27. The method of any one of claims 22-25, wherein incorporating an NO donor molecule into the polymer comprises soaking a solid form of the polymer in a solution comprising the NO donor molecule.

28. The method of any one of claims 22-25, wherein incorporating an NO donor molecule into the polymer comprises mixing the NO donor molecule into a liquid form of the polymer.

29. The method of any one of claims 22-28, further comprising placing the fiber optic into optical communication with a light source.

30. The method of claim 29, wherein placing the fiber optic into optical communication with a light source further comprises attaching the fiber optic to a coupling on the light source.

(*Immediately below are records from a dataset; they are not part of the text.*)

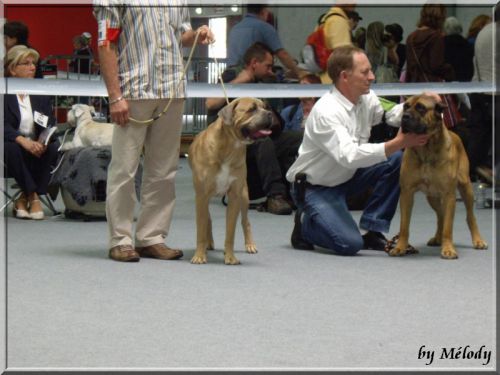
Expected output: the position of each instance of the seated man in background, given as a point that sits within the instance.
(254, 28)
(267, 158)
(335, 159)
(295, 115)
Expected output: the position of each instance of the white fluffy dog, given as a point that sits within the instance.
(88, 132)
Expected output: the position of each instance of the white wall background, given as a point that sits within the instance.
(295, 23)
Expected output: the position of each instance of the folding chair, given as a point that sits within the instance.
(11, 197)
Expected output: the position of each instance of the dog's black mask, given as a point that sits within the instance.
(413, 120)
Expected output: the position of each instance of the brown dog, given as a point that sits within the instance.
(437, 169)
(217, 158)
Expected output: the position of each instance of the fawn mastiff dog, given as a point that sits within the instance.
(437, 169)
(217, 158)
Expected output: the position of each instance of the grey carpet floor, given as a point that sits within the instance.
(69, 306)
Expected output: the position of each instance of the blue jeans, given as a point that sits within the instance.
(326, 220)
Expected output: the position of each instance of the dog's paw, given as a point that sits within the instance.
(199, 259)
(449, 253)
(397, 252)
(480, 244)
(231, 260)
(434, 241)
(251, 248)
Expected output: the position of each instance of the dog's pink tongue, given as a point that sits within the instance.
(262, 133)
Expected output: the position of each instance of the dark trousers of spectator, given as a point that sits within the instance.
(480, 131)
(267, 162)
(32, 174)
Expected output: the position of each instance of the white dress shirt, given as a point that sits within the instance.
(27, 124)
(336, 137)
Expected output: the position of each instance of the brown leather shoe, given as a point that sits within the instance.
(124, 253)
(159, 251)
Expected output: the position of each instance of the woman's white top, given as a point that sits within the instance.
(27, 124)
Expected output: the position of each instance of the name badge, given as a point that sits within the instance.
(40, 119)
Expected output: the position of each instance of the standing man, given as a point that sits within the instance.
(140, 50)
(254, 28)
(335, 159)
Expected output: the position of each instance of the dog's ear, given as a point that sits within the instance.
(439, 107)
(226, 114)
(78, 110)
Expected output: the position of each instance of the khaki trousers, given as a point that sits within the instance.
(161, 142)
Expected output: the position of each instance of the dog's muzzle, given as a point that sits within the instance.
(410, 124)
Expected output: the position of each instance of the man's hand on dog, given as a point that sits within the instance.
(119, 112)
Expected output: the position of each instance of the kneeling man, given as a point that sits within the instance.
(335, 159)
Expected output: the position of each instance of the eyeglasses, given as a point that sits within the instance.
(27, 63)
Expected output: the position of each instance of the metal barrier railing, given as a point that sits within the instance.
(70, 67)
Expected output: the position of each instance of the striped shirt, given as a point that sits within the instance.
(149, 44)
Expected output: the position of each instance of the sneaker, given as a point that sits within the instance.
(159, 251)
(297, 240)
(20, 209)
(124, 253)
(278, 205)
(374, 241)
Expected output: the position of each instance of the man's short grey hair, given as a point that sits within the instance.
(452, 26)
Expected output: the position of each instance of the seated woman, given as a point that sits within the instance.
(28, 160)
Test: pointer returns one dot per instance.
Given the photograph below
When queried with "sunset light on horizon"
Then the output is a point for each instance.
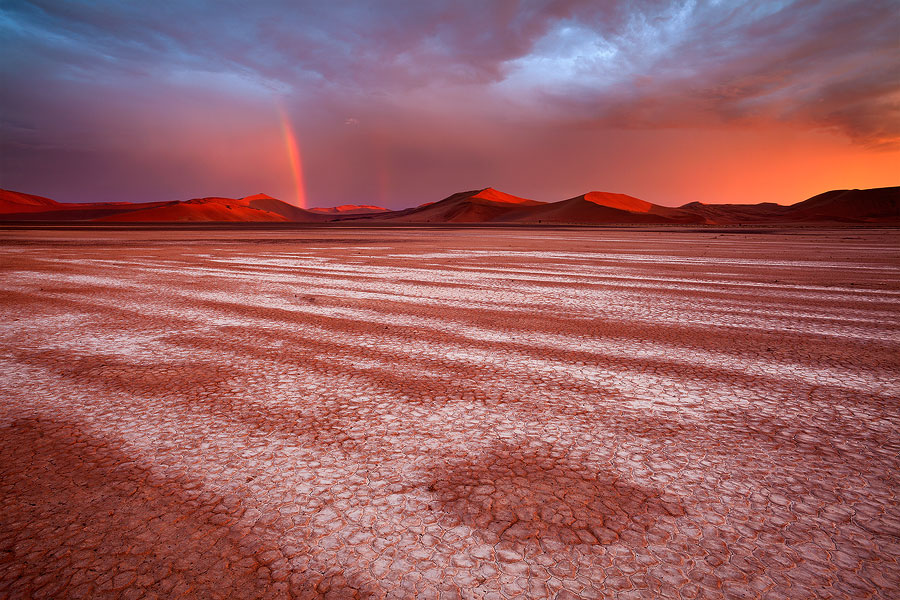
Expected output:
(450, 299)
(294, 157)
(400, 104)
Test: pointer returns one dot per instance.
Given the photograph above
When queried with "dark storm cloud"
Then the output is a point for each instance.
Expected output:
(817, 64)
(113, 86)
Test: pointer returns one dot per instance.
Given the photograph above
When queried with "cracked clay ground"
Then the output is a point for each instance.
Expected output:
(474, 413)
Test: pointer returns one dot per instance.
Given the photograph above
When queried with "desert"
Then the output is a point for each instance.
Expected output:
(449, 412)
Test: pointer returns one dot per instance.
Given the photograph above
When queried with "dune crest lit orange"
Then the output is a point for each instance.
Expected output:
(294, 156)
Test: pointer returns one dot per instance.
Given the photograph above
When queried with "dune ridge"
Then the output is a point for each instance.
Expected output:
(486, 205)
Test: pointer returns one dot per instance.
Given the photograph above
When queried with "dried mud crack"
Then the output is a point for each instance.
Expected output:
(503, 413)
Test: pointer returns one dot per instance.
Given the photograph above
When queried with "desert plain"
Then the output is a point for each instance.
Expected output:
(418, 412)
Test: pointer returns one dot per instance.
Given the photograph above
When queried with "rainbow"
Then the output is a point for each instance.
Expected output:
(294, 157)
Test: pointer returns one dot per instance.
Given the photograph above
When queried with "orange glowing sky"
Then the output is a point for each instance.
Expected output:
(399, 104)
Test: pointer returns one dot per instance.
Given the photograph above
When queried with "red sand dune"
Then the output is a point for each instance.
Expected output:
(877, 205)
(350, 209)
(601, 207)
(872, 205)
(17, 202)
(474, 206)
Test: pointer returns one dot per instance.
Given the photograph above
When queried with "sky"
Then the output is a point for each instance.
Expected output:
(398, 103)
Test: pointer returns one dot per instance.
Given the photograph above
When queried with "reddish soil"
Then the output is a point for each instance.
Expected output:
(474, 413)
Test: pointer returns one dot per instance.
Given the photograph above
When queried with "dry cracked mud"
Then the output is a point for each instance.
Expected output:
(450, 413)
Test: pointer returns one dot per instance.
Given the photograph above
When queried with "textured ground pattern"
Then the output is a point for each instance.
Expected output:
(416, 413)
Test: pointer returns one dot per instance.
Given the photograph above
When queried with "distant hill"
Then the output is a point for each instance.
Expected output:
(872, 205)
(350, 209)
(474, 206)
(488, 205)
(601, 207)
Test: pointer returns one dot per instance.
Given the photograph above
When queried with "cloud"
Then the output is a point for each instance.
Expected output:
(112, 85)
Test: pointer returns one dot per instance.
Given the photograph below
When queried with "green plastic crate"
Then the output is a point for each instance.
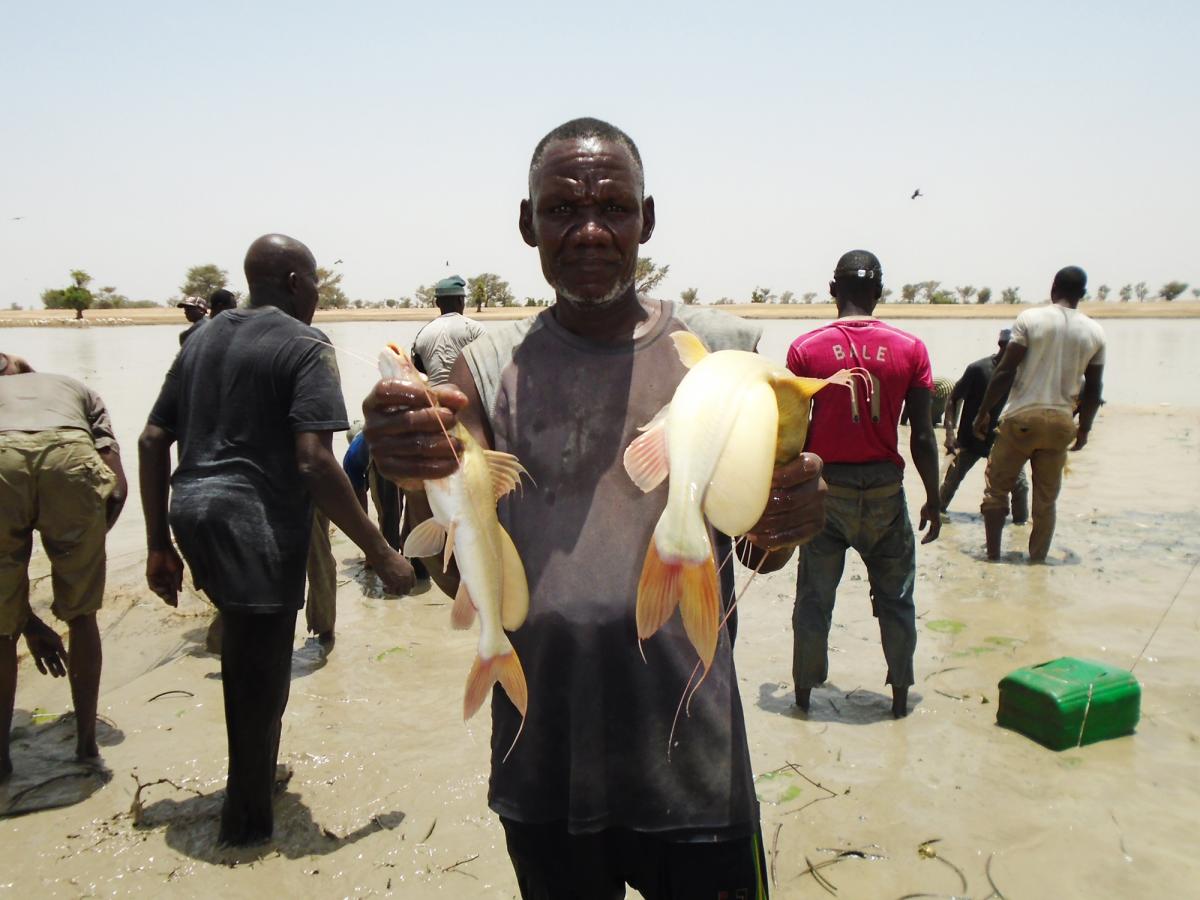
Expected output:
(1069, 702)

31. The method of either claim 29 or 30, further comprising coupling the light source to a light source controller.

32. A method of disinfecting a tubing, the method comprising: inserting an elongated disinfection insert into a lumen of the tubing; illuminating the disinfection insert; releasing NO from a polymer of the disinfection insert; contacting pathogens on or within the tubing with the NO from the polymer of the disinfection insert; and inactivating at least a portion of the pathogens on or within the tubing via contact with the NO.

33. The method of claim 32, wherein illuminating the disinfection insert further comprises illuminating a fiber optic of the disinfection insert.

34. The method of claim 33, wherein illumination of the fiber optic illuminates an NO donor within the polymer.

35. The method of any one of claims 32-34, wherein releasing NO from the polymer comprises releasing NO at a flux between 0.1 x KG¹⁰ mol cm^-2 min^-1 and 100 x 10^-10 mol cm^-2 min^-1.

36. The method of any one of claims 32-35, further comprising fastening the disinfection insert to an end of the tubing.

37. The method of claim 36, wherein the disinfection insert is a first disinfection insert, and the method further comprises unfastening the first disinfection insert from the end of the tubing and replacing it by fastening a second disinfection insert to the end of the tubing.

38. The method of any one of claims 32-37, wherein the tubing is a medical catheter.

39. The method of any one of claims 32-37, wherein the tubing is part of an extracorporeal medical device.

40. The method of claim 39, wherein the extracorporeal medical device is one of an endotracheal tube, a wound dressing or wound patch, a photodynamic therapy device, a cardiopulmonary bypass device, a hemodialysis device, a medical port, a feeding tube, or an intestinal tube.

41. The method of any one of claims 32-40, further comprising attaching the disinfection insert to a coupling on a light source.

42. The method of any one of claims 32-41, wherein illuminating the disinfection insert further comprises activating a light source that is in optical communication with the disinfection insert.

43. The method of claim 42, further comprising varying a flux of NO from the polymer by changing an intensity of light from the light source.

44. The method of either claim 42 or claim 43, further comprising varying a flux of NO from the polymer by changing a wavelength of light from the light source.

45. The method of any one of claims 32-44, further comprising controlling the light source via a light source controller.